Kaminarimon is both old and not old. It was built in 941, a few blocks south of where it currently stands. It has stood in its current location in 1635. Sort of. It burned down in 1639. Actually, it burned down a lot – in 1757 and again in the 1860s. After that, it existed only in memory and occasional temporary forms for nearly a century, until it was rebuilt in 1960 using concrete, steel, and a large donation from Panasonic. The lantern is replaced every ten years, most recently in 2013.
Living in Tokyo requires a high tolerance for this type of ambiguity. It’s a mashup of the very old and very new, the cacophony of the pachinko parlor and the silence of the residential street, blinding neon and darkness. These dichotomies are always present and often overlapping.
In The Bells of Old Tokyo, Anna Sherman takes a personal and historical journey through the world’s largest city. She writes like a spirit floating across Tokyo in four dimensions. “In the heavy air, smoke from grilling eels. A shrine to the Seven Gods of Good Luck, pomegranates and pears ripening on trees by its stone gate.” When she delves into the city’s past, her perspective is no less vivid. “[T]he roofs of Edo Castle would have been visible even from distant Mejiro: the citadel was clad in gleaming white tiles made of lead…[t]he lesser towers had copper tiling, which had turned green, and dolphin finials made of gold.”
Sherman talks to a survivor of the firebombing of 1945, a physicist who makes terrifyingly accurate atomic clocks, and, again and again, the proprietor of her favorite coffeehouse, Daibo Coffee, in its last days. (She mourns the cafe’s passing with obvious love and little sentimentality.)
Nominally, this is a story about the author’s search for the eight timekeeping bells that used to ring out in the days before personal timepieces, but Tokyo has a way of taking such a single-minded project and shattering it into twinkling pieces. Sherman is easily distracted, much to the reader’s benefit. This is the kind of book where the author will suddenly veer into a full page of musings on various Japanese words for human genitalia, with lexicographic and clinical detail.
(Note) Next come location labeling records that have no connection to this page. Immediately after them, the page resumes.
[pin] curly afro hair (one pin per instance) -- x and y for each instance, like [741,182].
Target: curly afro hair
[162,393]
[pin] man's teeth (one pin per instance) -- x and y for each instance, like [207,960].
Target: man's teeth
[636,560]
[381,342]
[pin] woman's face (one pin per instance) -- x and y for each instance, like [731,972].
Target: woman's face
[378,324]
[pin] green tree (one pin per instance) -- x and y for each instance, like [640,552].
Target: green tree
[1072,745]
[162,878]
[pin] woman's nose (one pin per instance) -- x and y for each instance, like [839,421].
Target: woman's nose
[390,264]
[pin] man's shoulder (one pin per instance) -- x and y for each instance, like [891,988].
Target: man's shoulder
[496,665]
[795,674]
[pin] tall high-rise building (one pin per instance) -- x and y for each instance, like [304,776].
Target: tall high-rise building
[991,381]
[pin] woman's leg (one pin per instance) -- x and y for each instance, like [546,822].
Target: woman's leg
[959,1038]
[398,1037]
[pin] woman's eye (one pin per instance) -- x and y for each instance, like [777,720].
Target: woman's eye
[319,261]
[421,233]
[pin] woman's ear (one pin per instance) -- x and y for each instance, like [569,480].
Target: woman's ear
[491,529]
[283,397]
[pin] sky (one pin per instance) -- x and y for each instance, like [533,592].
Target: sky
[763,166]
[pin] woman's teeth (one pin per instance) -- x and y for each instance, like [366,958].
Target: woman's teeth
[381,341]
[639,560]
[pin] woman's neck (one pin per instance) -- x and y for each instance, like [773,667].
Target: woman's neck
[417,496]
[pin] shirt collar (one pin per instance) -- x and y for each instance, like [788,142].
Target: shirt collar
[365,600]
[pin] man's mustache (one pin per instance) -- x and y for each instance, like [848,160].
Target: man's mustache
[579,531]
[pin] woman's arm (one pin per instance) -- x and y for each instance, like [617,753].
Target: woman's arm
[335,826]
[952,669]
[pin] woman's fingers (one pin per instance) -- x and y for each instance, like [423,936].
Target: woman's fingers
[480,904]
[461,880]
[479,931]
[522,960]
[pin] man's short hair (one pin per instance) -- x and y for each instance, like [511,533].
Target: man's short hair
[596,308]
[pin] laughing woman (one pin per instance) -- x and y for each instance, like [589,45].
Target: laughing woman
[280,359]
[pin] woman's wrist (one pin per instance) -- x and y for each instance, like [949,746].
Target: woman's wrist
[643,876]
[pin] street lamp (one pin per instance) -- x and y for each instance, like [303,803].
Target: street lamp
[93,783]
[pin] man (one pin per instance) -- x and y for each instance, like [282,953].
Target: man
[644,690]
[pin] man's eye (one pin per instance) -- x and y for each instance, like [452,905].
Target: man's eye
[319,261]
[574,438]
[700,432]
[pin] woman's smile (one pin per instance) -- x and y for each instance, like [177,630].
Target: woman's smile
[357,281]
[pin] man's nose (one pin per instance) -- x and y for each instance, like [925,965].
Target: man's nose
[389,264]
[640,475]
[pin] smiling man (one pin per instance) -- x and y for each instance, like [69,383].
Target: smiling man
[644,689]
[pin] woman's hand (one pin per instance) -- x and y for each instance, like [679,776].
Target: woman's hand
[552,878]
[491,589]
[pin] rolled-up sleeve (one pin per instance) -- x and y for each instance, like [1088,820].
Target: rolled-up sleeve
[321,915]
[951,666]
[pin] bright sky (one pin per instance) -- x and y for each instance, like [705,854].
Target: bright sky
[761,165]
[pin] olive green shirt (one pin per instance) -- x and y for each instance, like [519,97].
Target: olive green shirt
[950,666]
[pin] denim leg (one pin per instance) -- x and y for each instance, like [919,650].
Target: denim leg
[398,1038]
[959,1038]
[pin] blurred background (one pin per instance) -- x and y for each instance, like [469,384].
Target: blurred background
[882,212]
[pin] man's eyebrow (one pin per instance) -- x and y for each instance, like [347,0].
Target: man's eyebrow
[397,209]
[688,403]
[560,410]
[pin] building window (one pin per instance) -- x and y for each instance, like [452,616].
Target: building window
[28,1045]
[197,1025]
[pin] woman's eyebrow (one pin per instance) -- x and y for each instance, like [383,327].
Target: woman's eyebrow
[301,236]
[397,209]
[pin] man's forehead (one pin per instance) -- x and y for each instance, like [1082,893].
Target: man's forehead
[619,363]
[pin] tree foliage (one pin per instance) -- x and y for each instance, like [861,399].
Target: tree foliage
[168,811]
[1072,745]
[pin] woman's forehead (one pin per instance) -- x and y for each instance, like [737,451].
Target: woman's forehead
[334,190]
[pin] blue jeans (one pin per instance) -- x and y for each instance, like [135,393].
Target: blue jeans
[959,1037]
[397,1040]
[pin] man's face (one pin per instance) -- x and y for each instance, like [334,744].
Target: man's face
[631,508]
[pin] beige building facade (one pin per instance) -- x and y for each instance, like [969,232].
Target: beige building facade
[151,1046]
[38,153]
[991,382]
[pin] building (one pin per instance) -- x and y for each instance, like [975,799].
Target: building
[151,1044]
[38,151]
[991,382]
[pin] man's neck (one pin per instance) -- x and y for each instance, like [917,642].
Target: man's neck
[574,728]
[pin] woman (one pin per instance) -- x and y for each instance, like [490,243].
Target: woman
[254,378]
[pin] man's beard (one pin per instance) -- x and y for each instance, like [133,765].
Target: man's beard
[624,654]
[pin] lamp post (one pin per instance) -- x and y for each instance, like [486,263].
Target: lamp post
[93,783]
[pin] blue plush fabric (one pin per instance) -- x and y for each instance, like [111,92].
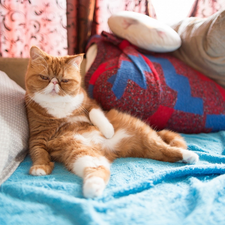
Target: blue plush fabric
[140,191]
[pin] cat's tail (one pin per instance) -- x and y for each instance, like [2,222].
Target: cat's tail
[172,138]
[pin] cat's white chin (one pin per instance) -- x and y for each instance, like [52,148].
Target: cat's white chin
[59,106]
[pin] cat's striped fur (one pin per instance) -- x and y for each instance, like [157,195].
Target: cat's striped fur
[69,127]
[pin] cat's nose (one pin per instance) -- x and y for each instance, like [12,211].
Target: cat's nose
[54,81]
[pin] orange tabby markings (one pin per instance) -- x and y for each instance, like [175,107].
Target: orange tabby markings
[40,170]
[67,126]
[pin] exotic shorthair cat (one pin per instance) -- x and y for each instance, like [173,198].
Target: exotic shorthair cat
[69,127]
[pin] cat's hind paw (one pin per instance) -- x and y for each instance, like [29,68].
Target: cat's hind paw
[93,187]
[189,157]
[41,170]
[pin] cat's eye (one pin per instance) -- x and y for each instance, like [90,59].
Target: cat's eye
[44,77]
[65,80]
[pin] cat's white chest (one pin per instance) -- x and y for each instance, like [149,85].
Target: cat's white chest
[59,106]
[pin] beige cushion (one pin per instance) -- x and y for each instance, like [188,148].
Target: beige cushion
[13,126]
[203,45]
[144,31]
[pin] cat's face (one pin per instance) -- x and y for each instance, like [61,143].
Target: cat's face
[52,77]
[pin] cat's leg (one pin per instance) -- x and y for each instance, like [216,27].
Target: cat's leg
[41,159]
[83,158]
[95,172]
[99,119]
[172,138]
[142,141]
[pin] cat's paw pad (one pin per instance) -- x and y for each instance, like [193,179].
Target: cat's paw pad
[41,170]
[93,187]
[107,130]
[177,142]
[190,157]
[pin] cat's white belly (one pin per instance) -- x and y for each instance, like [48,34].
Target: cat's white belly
[95,137]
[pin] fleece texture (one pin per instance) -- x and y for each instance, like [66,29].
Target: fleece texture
[140,191]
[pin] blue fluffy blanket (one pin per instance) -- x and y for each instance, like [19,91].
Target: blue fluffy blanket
[140,191]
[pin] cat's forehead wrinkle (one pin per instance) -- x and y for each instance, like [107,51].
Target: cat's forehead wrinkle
[56,67]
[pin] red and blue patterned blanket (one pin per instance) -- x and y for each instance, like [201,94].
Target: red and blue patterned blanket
[157,88]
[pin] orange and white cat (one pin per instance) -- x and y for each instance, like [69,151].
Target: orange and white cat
[69,127]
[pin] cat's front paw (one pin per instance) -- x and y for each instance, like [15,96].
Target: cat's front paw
[189,157]
[41,170]
[93,187]
[107,130]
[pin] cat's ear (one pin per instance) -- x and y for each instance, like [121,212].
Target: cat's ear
[36,53]
[76,60]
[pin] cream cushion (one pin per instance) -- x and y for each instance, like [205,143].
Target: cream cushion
[203,45]
[144,31]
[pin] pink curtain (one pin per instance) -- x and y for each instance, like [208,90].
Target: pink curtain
[205,8]
[24,23]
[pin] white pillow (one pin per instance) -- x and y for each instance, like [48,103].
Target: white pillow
[13,126]
[144,31]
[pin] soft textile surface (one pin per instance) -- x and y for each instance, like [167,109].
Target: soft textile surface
[158,88]
[144,31]
[203,45]
[140,191]
[13,126]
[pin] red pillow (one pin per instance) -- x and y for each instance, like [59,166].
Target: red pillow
[157,88]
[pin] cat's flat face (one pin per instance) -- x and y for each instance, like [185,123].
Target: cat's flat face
[53,77]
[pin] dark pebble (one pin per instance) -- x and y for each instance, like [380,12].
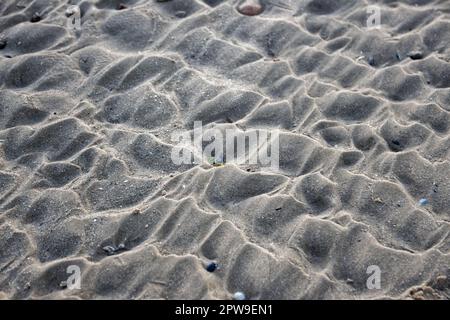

Like its subject, nothing about The Bells of Old Tokyo is tidy. There are no platitudes about Japanese culture, no attempt to solve Tokyo like a jigsaw puzzle. It is a bit of travel memoir here, history there, and mostly the diary of a person attempting to understand the world through one of its most fascinating cities. In other words, it is profoundly content with ambiguity.